4. Programmatic Access via E-utilities API

Access PubMed data programmatically using the NCBI E-utilities REST API for automation and bulk operations.

Core API Endpoints:

  1. ESearch - Search database and retrieve PMIDs
  2. EFetch - Download full records in various formats
  3. ESummary - Get document summaries
  4. EPost - Upload UIDs for batch processing
  5. ELink - Find related articles and linked data

Basic Workflow:

import requests

# Step 1: Search for articles
base_url = "https://eutils.ncbi.nlm.nih.gov/entrez/eutils/"
search_url = f"{base_url}esearch.fcgi"
params = {
    "db": "pubmed",
    "term": "diabetes[tiab] AND 2024[dp]",
    "retmax": 100,
    "retmode": "json",
    "api_key": "YOUR_API_KEY"  # Optional but recommended
}
response = requests.get(search_url, params=params)
pmids = response.json()["esearchresult"]["idlist"]

# Step 2: Fetch article details
fetch_url = f"{base_url}efetch.fcgi"
params = {
    "db": "pubmed",
    "id": ",".join(pmids),
    "rettype": "abstract",
    "retmode": "text",
    "api_key": "YOUR_API_KEY"
}
response = requests.get(fetch_url, params=params)
abstracts = response.text

Rate Limits:

  • Without API key: 3 requests/second
  • With API key: 10 requests/second
  • Always include User-Agent header

Best Practices:

  • Use history server (usehistory=y) for large result sets
  • Implement batch operations via EPost for multiple UIDs
  • Cache results locally to minimize redundant calls
  • Respect rate limits to avoid service disruption

When to consult api_reference.md:

  • Need detailed endpoint documentation
  • Require parameter specifications for each E-utility
  • Constructing batch operations or history server workflows
  • Understanding response formats (XML, JSON, text)
  • Troubleshooting API errors or rate limit issues

Grep pattern for API endpoints:

esearch|efetch|esummary|epost|elink|einfo

5. Citation Matching and Article Retrieval

Find articles using partial citation information or specific identifiers.

By Identifier:

# By PMID
12345678[pmid]

# By DOI
10.1056/NEJMoa123456[doi]

# By PMC ID
PMC123456[pmc]

Citation Matching (via ECitMatch API): Use journal name, year, volume, page, and author to find PMIDs:

Format: journal|year|volume|page|author|key|
Example: Science|2008|320|5880|1185|key1|

By Author and Metadata:

# First author with year and topic
smith ja[1au] AND 2023[dp] AND cancer[tiab]

# Journal, volume, and page
nature[ta] AND 2024[dp] AND 456[vi] AND 123-130[pg]

6. Systematic Literature Reviews

Conduct comprehensive literature searches for systematic reviews and meta-analyses.

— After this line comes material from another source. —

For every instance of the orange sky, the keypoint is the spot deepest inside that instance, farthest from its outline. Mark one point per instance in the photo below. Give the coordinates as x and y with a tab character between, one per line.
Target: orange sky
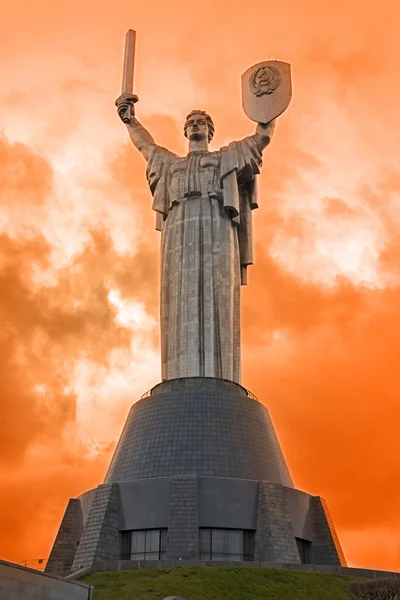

PICO Framework (Population, Intervention, Comparison, Outcome): Structure clinical research questions systematically:

# Example: Diabetes treatment effectiveness
# P: diabetes mellitus, type 2[mh]
# I: metformin[nm]
# C: lifestyle modification[tiab]
# O: glycemic control[tiab]

diabetes mellitus, type 2[mh] AND
(metformin[nm] OR lifestyle modification[tiab]) AND
glycemic control[tiab] AND
randomized controlled trial[pt]

Comprehensive Search Strategy:

# Include multiple synonyms and MeSH terms
(disease name[tiab] OR disease name[mh] OR synonym[tiab]) AND
(treatment[tiab] OR therapy[tiab] OR intervention[tiab]) AND
(systematic review[pt] OR meta-analysis[pt] OR randomized controlled trial[pt]) AND
2020:2024[dp] AND
english[la]

Search Refinement:

  1. Start broad, review results
  2. Add specificity with field tags
  3. Apply date and publication type filters
  4. Use Advanced Search to view query translation
  5. Combine search history for complex queries

When to consult common_queries.md:

  • Need example queries for specific disease types or research areas
  • Require templates for different study designs
  • Looking for population-specific query patterns (pediatric, geriatric, etc.)
  • Constructing methodology-specific searches
  • Need quality filters or best practice patterns

Grep pattern for query examples:

diabetes|cancer|cardiovascular|clinical trial|systematic review

7. Search History and Saved Searches

Use PubMed's search history and My NCBI features for efficient research workflows.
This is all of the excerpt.